(i) To find \(\overrightarrow{AB}\), calculate \(\overrightarrow{OB} - \overrightarrow{OA} = \begin{pmatrix} -10 \\ 3 \\ -13 \end{pmatrix} - \begin{pmatrix} 8 \\ -6 \\ 5 \end{pmatrix} = \begin{pmatrix} -18 \\ 9 \\ -18 \end{pmatrix}\).

The magnitude \(|\overrightarrow{AB}| = \sqrt{(-18)^2 + 9^2 + (-18)^2} = 27\).

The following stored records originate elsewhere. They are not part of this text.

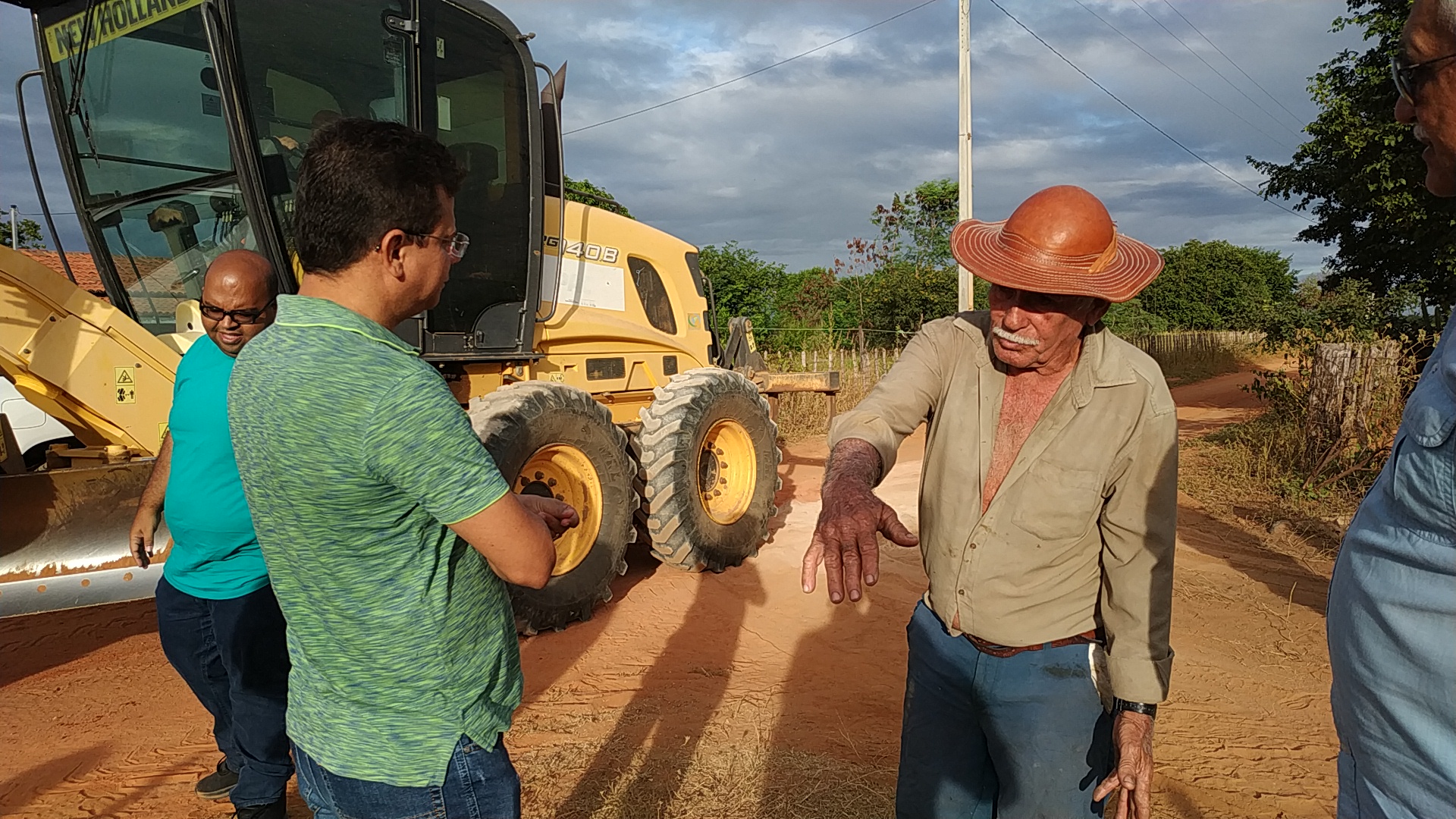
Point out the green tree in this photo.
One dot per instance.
(1360, 174)
(1130, 318)
(916, 226)
(30, 235)
(743, 283)
(1219, 286)
(596, 199)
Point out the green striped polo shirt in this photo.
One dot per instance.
(354, 457)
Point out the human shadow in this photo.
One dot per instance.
(800, 471)
(1280, 573)
(22, 789)
(39, 642)
(836, 739)
(545, 657)
(664, 722)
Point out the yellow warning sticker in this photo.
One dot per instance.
(109, 19)
(126, 385)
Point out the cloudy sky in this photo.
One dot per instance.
(792, 161)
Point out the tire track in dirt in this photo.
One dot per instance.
(728, 694)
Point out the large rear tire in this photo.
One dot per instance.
(554, 439)
(710, 464)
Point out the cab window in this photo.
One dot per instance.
(305, 66)
(149, 148)
(654, 295)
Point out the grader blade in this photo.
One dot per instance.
(64, 538)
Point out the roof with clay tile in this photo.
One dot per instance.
(82, 264)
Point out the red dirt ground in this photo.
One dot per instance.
(679, 668)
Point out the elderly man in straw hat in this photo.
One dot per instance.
(1047, 518)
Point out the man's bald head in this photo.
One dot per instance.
(237, 299)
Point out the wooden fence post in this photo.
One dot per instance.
(1345, 384)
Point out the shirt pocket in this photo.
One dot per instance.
(1057, 503)
(1423, 464)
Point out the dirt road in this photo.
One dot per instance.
(728, 694)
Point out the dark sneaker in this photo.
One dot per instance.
(218, 783)
(271, 811)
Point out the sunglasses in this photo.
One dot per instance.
(455, 245)
(240, 316)
(1411, 76)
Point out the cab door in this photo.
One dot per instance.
(303, 64)
(478, 85)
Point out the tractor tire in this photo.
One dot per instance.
(555, 441)
(710, 468)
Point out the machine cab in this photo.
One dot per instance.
(181, 127)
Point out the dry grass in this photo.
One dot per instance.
(1218, 477)
(1187, 357)
(805, 414)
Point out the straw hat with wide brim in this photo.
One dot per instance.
(1060, 241)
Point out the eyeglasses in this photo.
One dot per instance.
(240, 316)
(1411, 76)
(455, 245)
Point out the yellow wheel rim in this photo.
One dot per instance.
(727, 471)
(566, 474)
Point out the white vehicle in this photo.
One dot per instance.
(34, 430)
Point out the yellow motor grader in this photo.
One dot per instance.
(582, 341)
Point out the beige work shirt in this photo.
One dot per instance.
(1081, 532)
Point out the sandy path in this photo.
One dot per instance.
(721, 689)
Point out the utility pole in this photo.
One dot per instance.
(965, 284)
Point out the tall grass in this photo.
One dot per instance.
(1183, 356)
(1293, 447)
(805, 414)
(1190, 356)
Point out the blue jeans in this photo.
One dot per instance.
(479, 784)
(1014, 738)
(234, 654)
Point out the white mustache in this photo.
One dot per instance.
(1015, 338)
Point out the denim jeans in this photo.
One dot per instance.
(234, 654)
(479, 784)
(1014, 738)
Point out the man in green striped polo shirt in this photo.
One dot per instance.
(369, 490)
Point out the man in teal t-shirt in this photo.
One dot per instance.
(218, 621)
(388, 528)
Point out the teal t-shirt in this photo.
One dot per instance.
(356, 457)
(216, 553)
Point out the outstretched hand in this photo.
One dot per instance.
(557, 515)
(1133, 779)
(845, 541)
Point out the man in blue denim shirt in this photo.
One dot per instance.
(1392, 601)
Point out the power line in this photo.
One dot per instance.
(1188, 150)
(755, 72)
(1215, 71)
(1232, 63)
(1180, 76)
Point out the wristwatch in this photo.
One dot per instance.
(1136, 707)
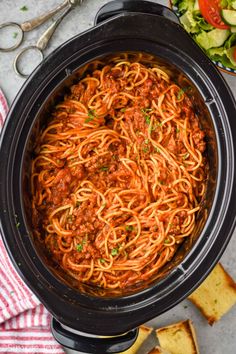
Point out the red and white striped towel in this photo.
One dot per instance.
(24, 322)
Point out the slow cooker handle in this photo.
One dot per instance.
(117, 7)
(92, 344)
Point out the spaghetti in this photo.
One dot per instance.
(119, 174)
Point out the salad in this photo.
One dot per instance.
(212, 24)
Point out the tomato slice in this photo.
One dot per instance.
(210, 10)
(234, 54)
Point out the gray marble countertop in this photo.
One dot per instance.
(212, 340)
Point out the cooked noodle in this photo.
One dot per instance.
(119, 174)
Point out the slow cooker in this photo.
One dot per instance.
(83, 319)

To find \(\overrightarrow{BC}\), calculate \(\overrightarrow{OC} - \overrightarrow{OB} = \begin{pmatrix} 2 \\ -3 \\ -1 \end{pmatrix} - \begin{pmatrix} -10 \\ 3 \\ -13 \end{pmatrix} = \begin{pmatrix} 12 \\ -6 \\ 12 \end{pmatrix}\).

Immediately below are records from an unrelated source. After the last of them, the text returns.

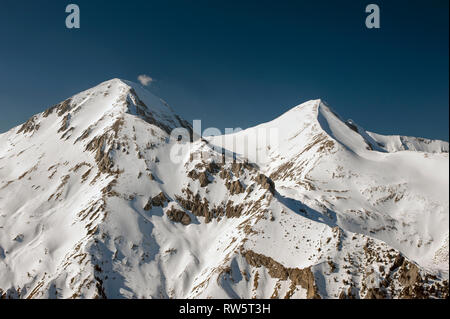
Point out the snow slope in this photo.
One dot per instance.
(93, 204)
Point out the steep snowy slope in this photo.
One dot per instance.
(98, 199)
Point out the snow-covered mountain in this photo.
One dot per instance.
(93, 205)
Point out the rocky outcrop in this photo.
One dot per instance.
(299, 277)
(178, 216)
(265, 183)
(157, 201)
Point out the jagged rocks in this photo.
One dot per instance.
(157, 201)
(302, 277)
(235, 187)
(102, 157)
(178, 216)
(201, 177)
(29, 126)
(265, 183)
(375, 293)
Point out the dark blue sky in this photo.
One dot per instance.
(236, 63)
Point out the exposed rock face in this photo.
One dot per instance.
(157, 201)
(299, 277)
(97, 190)
(265, 182)
(178, 216)
(235, 187)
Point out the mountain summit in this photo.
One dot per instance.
(93, 205)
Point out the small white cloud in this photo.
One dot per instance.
(145, 79)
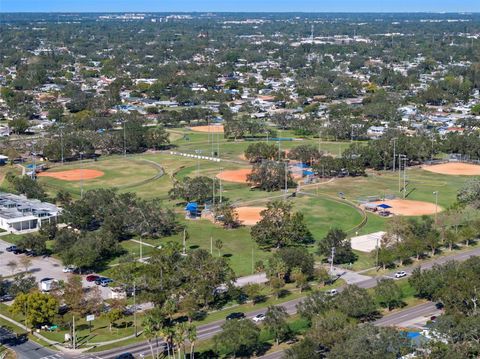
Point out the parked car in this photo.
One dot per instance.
(259, 318)
(6, 298)
(332, 292)
(104, 282)
(11, 248)
(235, 315)
(125, 356)
(69, 269)
(92, 277)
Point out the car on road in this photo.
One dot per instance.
(103, 281)
(30, 253)
(6, 298)
(235, 315)
(92, 277)
(18, 250)
(125, 356)
(69, 269)
(331, 292)
(11, 248)
(259, 318)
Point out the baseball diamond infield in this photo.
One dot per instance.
(406, 207)
(249, 216)
(73, 175)
(454, 168)
(237, 176)
(209, 128)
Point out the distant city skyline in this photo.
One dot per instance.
(239, 6)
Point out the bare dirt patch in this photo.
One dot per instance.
(406, 207)
(249, 216)
(73, 175)
(209, 128)
(237, 176)
(454, 168)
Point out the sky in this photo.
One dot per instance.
(240, 5)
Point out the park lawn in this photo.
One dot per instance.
(421, 185)
(100, 330)
(119, 172)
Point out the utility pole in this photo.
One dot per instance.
(135, 308)
(81, 175)
(61, 143)
(331, 263)
(394, 150)
(124, 139)
(184, 241)
(436, 206)
(74, 339)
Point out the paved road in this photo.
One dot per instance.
(209, 330)
(24, 349)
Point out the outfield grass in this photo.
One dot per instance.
(119, 172)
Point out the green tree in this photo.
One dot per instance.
(388, 294)
(38, 308)
(337, 239)
(276, 322)
(280, 227)
(238, 338)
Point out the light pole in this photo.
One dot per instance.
(394, 150)
(61, 143)
(436, 206)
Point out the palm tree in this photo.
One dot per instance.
(150, 332)
(192, 337)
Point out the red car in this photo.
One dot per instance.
(92, 277)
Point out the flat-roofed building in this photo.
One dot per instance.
(19, 214)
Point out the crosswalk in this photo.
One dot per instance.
(62, 356)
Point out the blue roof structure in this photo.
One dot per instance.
(384, 206)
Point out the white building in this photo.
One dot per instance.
(19, 214)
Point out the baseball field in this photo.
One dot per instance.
(326, 205)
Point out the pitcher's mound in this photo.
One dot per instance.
(249, 216)
(454, 168)
(73, 175)
(237, 176)
(210, 128)
(406, 207)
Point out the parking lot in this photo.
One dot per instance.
(41, 267)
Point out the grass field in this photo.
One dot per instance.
(119, 172)
(322, 210)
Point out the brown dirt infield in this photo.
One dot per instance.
(406, 207)
(454, 168)
(237, 176)
(209, 128)
(73, 175)
(249, 216)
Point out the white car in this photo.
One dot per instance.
(69, 269)
(259, 318)
(332, 292)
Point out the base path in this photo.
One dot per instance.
(209, 128)
(237, 176)
(249, 216)
(406, 207)
(73, 175)
(454, 168)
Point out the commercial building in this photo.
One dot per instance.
(19, 214)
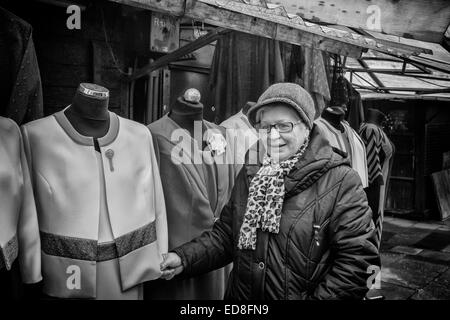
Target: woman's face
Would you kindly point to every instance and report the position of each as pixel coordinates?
(281, 146)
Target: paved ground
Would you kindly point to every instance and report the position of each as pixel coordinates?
(415, 258)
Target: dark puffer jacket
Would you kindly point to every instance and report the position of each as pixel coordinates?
(325, 244)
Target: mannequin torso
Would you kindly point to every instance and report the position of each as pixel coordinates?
(186, 113)
(334, 119)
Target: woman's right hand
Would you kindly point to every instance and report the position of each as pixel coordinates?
(171, 266)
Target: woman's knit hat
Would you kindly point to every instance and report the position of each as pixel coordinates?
(290, 94)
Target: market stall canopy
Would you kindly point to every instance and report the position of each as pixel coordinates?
(268, 20)
(415, 19)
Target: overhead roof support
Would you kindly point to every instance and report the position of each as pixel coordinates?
(270, 22)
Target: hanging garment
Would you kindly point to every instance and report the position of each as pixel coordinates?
(20, 81)
(243, 67)
(350, 142)
(196, 186)
(241, 136)
(379, 158)
(19, 233)
(67, 187)
(315, 78)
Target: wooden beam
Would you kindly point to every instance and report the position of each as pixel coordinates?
(174, 7)
(264, 25)
(192, 46)
(394, 44)
(421, 90)
(214, 10)
(399, 73)
(274, 23)
(386, 71)
(245, 23)
(416, 19)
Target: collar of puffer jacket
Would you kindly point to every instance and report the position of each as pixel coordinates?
(319, 157)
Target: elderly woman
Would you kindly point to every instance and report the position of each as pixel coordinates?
(300, 228)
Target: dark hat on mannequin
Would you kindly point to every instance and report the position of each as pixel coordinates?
(188, 102)
(375, 114)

The magnitude \(|\overrightarrow{BC}| = \sqrt{12^2 + (-6)^2 + 12^2} = 18\).

Since \(|\overrightarrow{AB}|, |\overrightarrow{BC}|, |\overrightarrow{CD}|\) form a geometric progression, \(|\overrightarrow{CD}| = \frac{18}{27} \times 18 = 12\).

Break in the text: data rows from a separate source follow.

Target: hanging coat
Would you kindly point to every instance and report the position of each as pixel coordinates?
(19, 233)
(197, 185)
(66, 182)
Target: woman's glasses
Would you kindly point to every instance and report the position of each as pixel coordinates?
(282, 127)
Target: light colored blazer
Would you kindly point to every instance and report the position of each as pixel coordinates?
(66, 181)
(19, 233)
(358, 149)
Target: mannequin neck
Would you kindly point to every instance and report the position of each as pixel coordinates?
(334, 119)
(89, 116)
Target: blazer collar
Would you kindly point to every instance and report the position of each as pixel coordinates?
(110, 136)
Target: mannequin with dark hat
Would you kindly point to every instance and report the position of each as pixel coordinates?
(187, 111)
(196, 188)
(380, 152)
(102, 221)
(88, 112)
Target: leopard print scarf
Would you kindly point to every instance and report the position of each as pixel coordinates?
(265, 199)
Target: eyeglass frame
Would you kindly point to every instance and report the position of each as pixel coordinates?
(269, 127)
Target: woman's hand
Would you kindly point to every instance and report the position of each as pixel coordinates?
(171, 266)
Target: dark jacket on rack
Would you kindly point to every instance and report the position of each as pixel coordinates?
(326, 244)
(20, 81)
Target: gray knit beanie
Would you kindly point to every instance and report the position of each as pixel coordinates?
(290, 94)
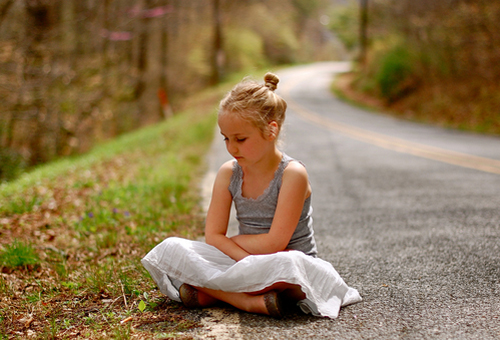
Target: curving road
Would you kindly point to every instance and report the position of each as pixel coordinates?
(408, 214)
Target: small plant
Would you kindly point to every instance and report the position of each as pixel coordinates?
(19, 254)
(396, 67)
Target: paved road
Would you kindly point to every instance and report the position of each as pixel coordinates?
(408, 214)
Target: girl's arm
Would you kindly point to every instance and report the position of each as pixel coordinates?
(294, 190)
(218, 215)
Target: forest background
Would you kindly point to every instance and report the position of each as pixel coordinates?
(74, 73)
(108, 108)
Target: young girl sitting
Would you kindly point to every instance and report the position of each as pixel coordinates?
(271, 264)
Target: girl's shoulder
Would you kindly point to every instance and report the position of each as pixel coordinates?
(295, 167)
(226, 170)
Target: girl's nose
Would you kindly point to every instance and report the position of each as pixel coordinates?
(231, 148)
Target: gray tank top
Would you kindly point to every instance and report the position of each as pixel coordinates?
(256, 215)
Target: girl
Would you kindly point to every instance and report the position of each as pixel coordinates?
(271, 264)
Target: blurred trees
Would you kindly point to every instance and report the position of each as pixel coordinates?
(435, 60)
(73, 72)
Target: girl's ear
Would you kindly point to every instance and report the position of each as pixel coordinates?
(273, 130)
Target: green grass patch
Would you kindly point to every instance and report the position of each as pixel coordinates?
(18, 254)
(92, 218)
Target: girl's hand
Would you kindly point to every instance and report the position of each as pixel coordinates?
(295, 189)
(218, 215)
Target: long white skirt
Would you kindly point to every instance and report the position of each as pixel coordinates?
(177, 260)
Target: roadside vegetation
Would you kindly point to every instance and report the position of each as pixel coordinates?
(73, 232)
(428, 61)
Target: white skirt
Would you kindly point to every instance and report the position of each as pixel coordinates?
(177, 260)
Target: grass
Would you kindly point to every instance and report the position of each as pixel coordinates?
(72, 233)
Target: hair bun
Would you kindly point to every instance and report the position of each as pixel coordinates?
(271, 81)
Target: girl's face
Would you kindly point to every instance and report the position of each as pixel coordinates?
(244, 141)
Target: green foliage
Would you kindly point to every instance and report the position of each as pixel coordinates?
(11, 164)
(344, 22)
(396, 66)
(19, 254)
(245, 49)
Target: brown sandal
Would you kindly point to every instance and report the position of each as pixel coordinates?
(274, 304)
(189, 296)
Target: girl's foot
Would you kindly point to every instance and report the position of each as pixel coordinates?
(192, 298)
(274, 304)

(ii) Since \(D\) lies on the line through \(B\) and \(C\), \(\overrightarrow{OD} = \overrightarrow{OB} + t \cdot \overrightarrow{BC}\).

Using the geometric progression, \(\overrightarrow{CD} = \pm \frac{18}{27} \times \overrightarrow{BC}\).

Calculate \(\overrightarrow{OD} = \begin{pmatrix} 2 \\ -3 \\ -1 \end{pmatrix} \pm \frac{18}{27} \times \begin{pmatrix} 12 \\ -6 \\ 12 \end{pmatrix} = \begin{pmatrix} 8 \\ -4 \\ 8 \end{pmatrix}\) or \(\begin{pmatrix} -7 \\ 1 \\ -9 \end{pmatrix}\).